Matematiğin bizim yıllarımızdaki durumu ile bugünkü durumu arasındaki farkını açıklamak pek kolay olmasa gerek. Bunun için matematiğin tüm konularında bizim zamanımızda durum ne idi, şimdi nedir?Bunu bilmemiz gerekli. Ama çok kolay değil. Neyse.
Ben, babanızın doğduğu yıl, liseyi bitirmiş birisiyim. Bizim zamanımızda okutulan konular içinde kümeler,modüler aritmetik, işlem, permütasyon,kombinasyon ve olasılık konuları ile matris ve determinatlar yoktu. Yine bugün geometride okutulan ama bizim okumadığımız vektörler, uzayda doğru ve düzlemler konuları yoktu. Ayrıca bizim zamanımızda liseler üç yıldı ve ve iki bölüm vardı. Fen bölümü, Edebiyat bölümü diye. Ancak bugün dört yıl ve çok fazla lise var.
Bizim zamanımızda lisenin tüm sınıflarında(lise-1,lise-2,lise-3'te) matematik dersleri, o zamanki adı ile cebir ile,yine her üç sınıfta da geometri dersleri ayrı ayrı okutuluyordu. Daha da önemlisi hem matematikte hemde geometride öğretim daha çok ispat ağırlıklıydı. Şimdi öyle mi ya.Değil. Hatta okullarda hiç ispat yapılmıyor dersem pek yanlış olmaz. Çok daha acı olanı, ne öğretmenler ispat yapıyor, ne de öğrenciler neyin nereden geldiğini merak ediyorlar!

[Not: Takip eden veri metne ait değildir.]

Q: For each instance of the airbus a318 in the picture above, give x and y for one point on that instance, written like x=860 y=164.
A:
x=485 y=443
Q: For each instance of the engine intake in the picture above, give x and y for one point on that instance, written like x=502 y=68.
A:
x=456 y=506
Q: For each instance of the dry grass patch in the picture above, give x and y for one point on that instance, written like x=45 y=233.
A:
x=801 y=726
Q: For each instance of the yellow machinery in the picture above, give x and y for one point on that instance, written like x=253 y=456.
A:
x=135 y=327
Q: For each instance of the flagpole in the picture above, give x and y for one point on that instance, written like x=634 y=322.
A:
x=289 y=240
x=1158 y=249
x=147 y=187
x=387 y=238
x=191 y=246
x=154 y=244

Sınavlarımız hep klasik tarzda sorularla yapılıyordu ve hak etmeden not almak mümkün değildi. Ayrıca hoca, canının istediği saatte sözlü dediğimiz ve hepimizin çok korktuğu sınavlar yaparlardı. Bugünkü gibi; ortalama ile geçmek, iki ,üç,dört zayıfla geçmek ne mümkün. Bir dersten bütünleme denilen eylüldeki sınavdan geçemezseniz, sınıfta kalırdınız. Devamsızlık bugünkü kadar fazla değildi. Öğretmenlerin çok azı üniversite mezunu idi. Ayrıca ÖSS,YGS,LYS. vs sınavlar hiç kimsenin umurunda değildi. Üniversiteye hazırlık kitapları(sadece bir kitap vardı ve çok pahalı idi) kursları yoktu. Zaten Türkiye'de sadece İstanbul,Ankara ve İzmir'de ÖSS sınavları yapılırdı,ve yalnız bu illerde Üniversite vardı.

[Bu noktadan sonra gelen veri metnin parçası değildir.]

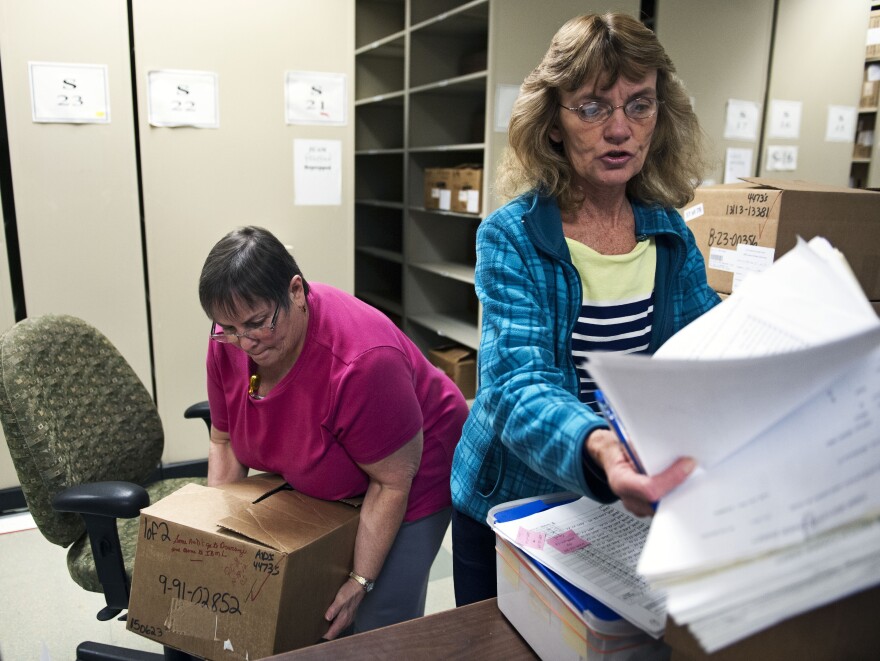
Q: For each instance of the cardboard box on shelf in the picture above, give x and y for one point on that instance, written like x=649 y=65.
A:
x=745 y=226
x=870 y=86
x=460 y=364
x=242 y=571
x=438 y=188
x=467 y=181
x=872 y=49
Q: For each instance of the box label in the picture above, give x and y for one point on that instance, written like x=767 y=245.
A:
x=751 y=259
x=694 y=212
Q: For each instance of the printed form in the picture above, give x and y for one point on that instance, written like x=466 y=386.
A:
x=605 y=567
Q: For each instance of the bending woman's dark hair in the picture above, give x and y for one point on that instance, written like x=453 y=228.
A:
x=249 y=265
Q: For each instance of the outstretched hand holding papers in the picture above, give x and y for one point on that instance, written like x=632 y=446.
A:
x=781 y=338
x=776 y=394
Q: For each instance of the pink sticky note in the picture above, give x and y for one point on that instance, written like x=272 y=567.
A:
x=567 y=542
x=531 y=538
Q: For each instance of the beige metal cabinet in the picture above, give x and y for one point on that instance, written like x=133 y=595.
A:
x=75 y=185
x=200 y=183
x=427 y=73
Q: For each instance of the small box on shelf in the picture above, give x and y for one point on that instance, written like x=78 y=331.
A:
x=438 y=188
x=467 y=181
x=459 y=364
x=870 y=87
x=872 y=49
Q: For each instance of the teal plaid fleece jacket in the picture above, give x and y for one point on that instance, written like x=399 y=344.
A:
x=525 y=433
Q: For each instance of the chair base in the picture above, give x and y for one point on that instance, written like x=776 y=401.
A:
x=89 y=651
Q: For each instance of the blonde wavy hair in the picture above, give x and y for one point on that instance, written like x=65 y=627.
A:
x=604 y=48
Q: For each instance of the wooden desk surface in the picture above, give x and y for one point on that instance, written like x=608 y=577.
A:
x=478 y=631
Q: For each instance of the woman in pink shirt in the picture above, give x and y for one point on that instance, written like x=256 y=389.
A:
x=306 y=381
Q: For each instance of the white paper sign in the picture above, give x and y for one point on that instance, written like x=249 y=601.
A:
x=505 y=97
x=841 y=124
x=741 y=122
x=785 y=119
x=69 y=93
x=781 y=158
x=737 y=164
x=314 y=98
x=184 y=98
x=317 y=171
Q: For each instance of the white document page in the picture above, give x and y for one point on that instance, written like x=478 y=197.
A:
x=817 y=470
x=827 y=581
x=709 y=409
x=606 y=567
x=786 y=334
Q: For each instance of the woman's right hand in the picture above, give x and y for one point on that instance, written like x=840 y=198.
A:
x=223 y=466
x=637 y=492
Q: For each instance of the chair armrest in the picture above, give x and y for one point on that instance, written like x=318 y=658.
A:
x=199 y=410
x=118 y=500
x=100 y=504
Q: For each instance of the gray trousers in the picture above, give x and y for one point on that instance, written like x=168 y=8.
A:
x=402 y=585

Bizim zamanımızın zorlukları ile bugünkülerin karşılaştırmasını yapmak elbetteki mümkün. Ama bunu yapmanın faydası ders çıkarana dır. Biz soru soracak pek kimse bulamazken,bugün;kütüphane,kitap,internet v.s. her türlü kaynağa ulaşmak mümkün. Ayrıca dershaneler, etüd merkezleri, eğitim koçları, rehberler ,eğitim veren tv kanaları, gazete ve dergiler,ve bizim gibi sorulara gönüllü cevap siteler, öğretmenler çok fazla.Ayrıcada cep telefonu ile iletişim, görüntülü iletişim,facebook, youtube gibi evrensel iletişim kaynaklarının imkanları var.
Konu çok derin. Bir devrin hikayesi. Bu konuda belki bir kitap bile yazılacak pek çok şey var. Ama son biri şey daha söyleyip noktalamak istiyorum. Bizim zamanımızda öğretmenler öğrencilerini döverlerdi.Çoğu anne babanın okuması yazması yoktu. Bu gün ilk okullarda bile kullanılmayan tahta sıralarda üçer kişi otururduk. Sınav ve ders geçmek çok çok zordu. Beleş not hiç mi hiç yoktu. Korkuya dayalı bir eğitim-öğretim veriliyordu. Peki ya bugün. Bugün böyle mi?
Bütün bunlar, umarım biraz olsun size geçmişteki durumu anlatmıştır.. Babanız kendi cephesinden haklı olabilir. Ama siz geçmişe takılıp kalmayın.Geleceğinize bakın ve ne olur bilinçli olarak yeterli ve düzenli olarak çalışın. Bizim zamanımızda çok çalışanlara "inek "denirdi. Ama zaman çalışmayanların "inek" olduğunu gösterdi.